TSN research crawler
KK7NQN RadioCrawler
RadioCrawler is a locked-domain research crawler designed to help TSN investigate transcript-derived leads against known source domains.
Overview
Focused transcript research
KK7NQN RadioCrawler is a locked-domain research crawler designed to support the TSN transcript system. TSN can dispatch it to investigate facts, topics, events, callsigns, organizations, and other details discovered in transcript text.
RadioCrawler does not perform broad open-web crawling. It crawls only the domain it is explicitly assigned, making it suitable for focused research, source verification, and follow-up investigation from TSN transcript topics.
Purpose
From transcript mention to source context
RadioCrawler helps TSN move from "this was mentioned in a transcript" to "here is supporting context from a known source."
TSN can send RadioCrawler a domain, optional seed URLs, and a transcript-related topic or query. RadioCrawler then crawls that domain, gathers relevant pages, classifies findings, creates summaries, and exports the result set back to TSN for cross-reference.
Core features
Conservative crawl behavior
- Locked-domain crawling only.
- Automatic sitemap discovery from
robots.txtand/sitemap.xml. - Recursive sitemap index support.
robots.txtcompliance before page fetches.- Per-domain rate limiting.
TSN integration
Dispatch and return data
RadioCrawler is built to be dispatched by TSN when transcript analysis finds something worth checking.
| TSN can provide | RadioCrawler returns |
|---|---|
| A locked domain to crawl. | Crawled URLs. |
| One or more seed URLs. | Page titles and snippets. |
| A topic, phrase, callsign, event name, or transcript-derived query. | HTTP status and content metadata. |
| Optional transcript or topic metadata. | Classification results. |
| Crawl limits such as max pages, max depth, and rate delay. | Source-domain statistics. |
Use cases
Transcript follow-up
- Verify a mentioned event.
- Research a callsign or organization.
- Check a public notice or linked source.
- Gather background context for a transcript topic.
- Find related pages on a trusted domain.
- Produce structured research output for later review.
AI-assisted analysis
Optional model support
RadioCrawler supports two optional model-assisted analysis modes that can be toggled per crawl.
The 3B model is used for fast per-page work.
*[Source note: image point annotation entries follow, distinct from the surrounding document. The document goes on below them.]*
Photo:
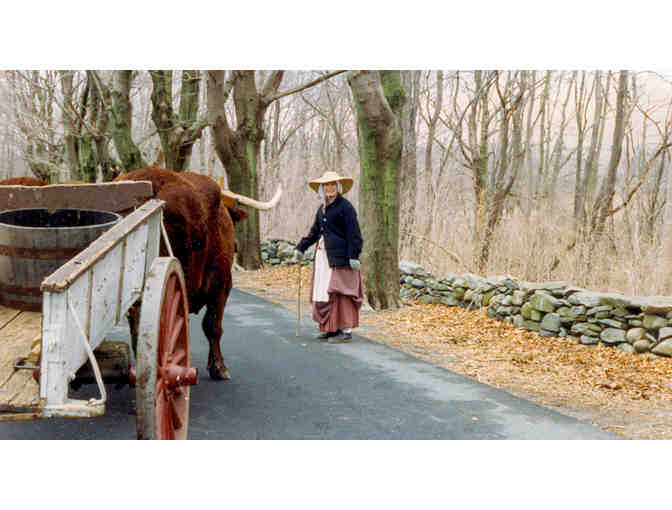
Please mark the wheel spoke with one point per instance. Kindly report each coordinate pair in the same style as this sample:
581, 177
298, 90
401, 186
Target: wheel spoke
179, 356
178, 326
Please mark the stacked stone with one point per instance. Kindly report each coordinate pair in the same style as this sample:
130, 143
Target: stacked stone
553, 309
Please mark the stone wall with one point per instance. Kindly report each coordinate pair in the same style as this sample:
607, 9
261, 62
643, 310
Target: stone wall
553, 309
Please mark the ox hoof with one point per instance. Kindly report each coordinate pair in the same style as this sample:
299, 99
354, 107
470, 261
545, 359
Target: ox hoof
219, 373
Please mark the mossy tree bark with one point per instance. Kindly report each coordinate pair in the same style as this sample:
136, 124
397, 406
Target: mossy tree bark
239, 149
379, 97
86, 129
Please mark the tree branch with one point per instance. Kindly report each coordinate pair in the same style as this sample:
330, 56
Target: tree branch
268, 100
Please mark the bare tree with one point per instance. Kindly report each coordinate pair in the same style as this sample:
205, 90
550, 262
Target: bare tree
603, 204
239, 149
379, 97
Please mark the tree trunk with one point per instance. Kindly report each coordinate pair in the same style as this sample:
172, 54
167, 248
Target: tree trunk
120, 113
604, 200
379, 97
178, 133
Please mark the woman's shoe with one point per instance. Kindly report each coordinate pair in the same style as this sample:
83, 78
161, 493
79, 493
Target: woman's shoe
344, 338
325, 335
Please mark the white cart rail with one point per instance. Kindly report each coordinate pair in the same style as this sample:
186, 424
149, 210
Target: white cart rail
85, 297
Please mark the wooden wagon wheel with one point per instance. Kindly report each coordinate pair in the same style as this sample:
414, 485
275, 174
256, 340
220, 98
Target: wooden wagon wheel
163, 374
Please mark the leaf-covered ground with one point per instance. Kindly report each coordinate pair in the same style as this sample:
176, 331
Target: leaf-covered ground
628, 394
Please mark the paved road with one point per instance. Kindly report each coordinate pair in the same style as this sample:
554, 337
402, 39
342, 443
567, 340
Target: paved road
285, 387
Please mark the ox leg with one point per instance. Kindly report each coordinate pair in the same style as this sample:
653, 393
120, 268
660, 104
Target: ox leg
212, 327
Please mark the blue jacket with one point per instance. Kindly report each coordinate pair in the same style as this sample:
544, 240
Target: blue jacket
340, 228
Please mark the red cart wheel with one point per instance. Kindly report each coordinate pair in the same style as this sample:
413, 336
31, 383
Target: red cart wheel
163, 374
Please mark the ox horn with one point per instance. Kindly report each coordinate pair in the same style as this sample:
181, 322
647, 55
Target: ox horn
251, 202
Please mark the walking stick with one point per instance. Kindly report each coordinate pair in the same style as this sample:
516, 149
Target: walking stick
298, 301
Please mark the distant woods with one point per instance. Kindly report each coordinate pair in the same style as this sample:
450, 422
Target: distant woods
576, 161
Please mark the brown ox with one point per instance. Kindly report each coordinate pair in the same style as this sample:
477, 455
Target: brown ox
200, 230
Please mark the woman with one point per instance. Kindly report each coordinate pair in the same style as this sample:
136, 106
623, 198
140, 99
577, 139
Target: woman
336, 288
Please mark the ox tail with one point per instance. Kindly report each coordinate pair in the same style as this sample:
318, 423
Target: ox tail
229, 196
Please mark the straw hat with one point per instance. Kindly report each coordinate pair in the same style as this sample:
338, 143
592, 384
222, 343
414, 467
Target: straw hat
346, 182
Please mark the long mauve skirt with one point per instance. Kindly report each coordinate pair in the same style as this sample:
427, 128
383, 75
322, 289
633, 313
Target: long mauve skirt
345, 299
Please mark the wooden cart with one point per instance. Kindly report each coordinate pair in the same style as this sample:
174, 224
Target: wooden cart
43, 352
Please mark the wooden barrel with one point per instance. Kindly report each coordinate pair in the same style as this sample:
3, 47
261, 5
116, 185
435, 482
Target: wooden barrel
36, 242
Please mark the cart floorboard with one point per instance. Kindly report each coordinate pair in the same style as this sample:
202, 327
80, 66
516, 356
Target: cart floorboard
20, 333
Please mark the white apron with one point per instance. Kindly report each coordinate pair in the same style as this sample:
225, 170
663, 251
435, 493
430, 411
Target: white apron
322, 273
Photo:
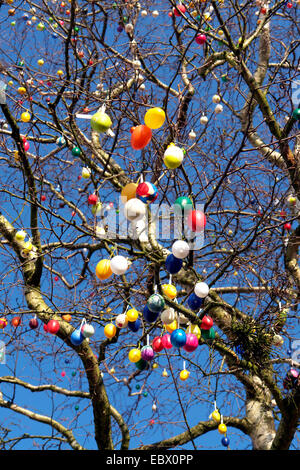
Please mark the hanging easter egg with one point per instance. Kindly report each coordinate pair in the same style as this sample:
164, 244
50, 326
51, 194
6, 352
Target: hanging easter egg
156, 303
183, 205
180, 249
86, 173
196, 220
110, 330
33, 323
141, 364
20, 235
206, 323
96, 208
222, 428
225, 442
201, 289
149, 316
184, 375
166, 341
76, 152
194, 302
191, 342
157, 344
208, 334
53, 326
128, 192
147, 353
60, 141
103, 269
154, 118
171, 326
100, 122
134, 355
134, 326
218, 109
179, 9
119, 265
173, 265
178, 338
146, 192
3, 323
25, 117
173, 156
194, 329
169, 290
132, 314
296, 114
134, 210
140, 136
216, 416
87, 330
76, 337
168, 316
121, 321
200, 39
216, 99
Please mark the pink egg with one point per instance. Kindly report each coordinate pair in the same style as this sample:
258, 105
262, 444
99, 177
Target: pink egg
191, 342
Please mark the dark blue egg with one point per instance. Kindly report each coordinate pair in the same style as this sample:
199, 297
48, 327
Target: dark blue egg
149, 316
134, 325
178, 338
195, 302
173, 265
225, 441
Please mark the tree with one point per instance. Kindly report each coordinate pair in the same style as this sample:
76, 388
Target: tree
223, 75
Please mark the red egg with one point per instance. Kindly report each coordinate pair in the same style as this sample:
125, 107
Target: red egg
157, 344
166, 341
207, 323
191, 342
53, 327
200, 39
196, 220
140, 136
33, 323
179, 9
93, 199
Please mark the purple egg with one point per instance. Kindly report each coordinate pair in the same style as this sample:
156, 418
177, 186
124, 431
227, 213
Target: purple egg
147, 353
191, 342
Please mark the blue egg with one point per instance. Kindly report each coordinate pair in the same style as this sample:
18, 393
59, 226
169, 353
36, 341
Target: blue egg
134, 325
178, 338
225, 441
76, 337
194, 301
149, 316
173, 265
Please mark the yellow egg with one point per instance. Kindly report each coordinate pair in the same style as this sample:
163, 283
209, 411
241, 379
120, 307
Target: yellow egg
169, 290
132, 314
222, 428
110, 330
184, 374
103, 269
195, 330
154, 118
134, 355
216, 416
25, 117
128, 192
It can classify whether a page is relevant to the TSN topic and produce short page-level summaries.
The 72B model is used for final crawl-level synthesis. When enabled, it reviews the collected result set and produces an overall summary intended for TSN cross-reference and human review.
Design philosophy
Targeted, respectful, auditable
RadioCrawler is intentionally conservative. It is not a general-purpose search crawler. It is designed for targeted, respectful, auditable research against a known domain.
Its job is to help TSN investigate transcript-derived leads without wandering across unrelated websites or generating noisy results.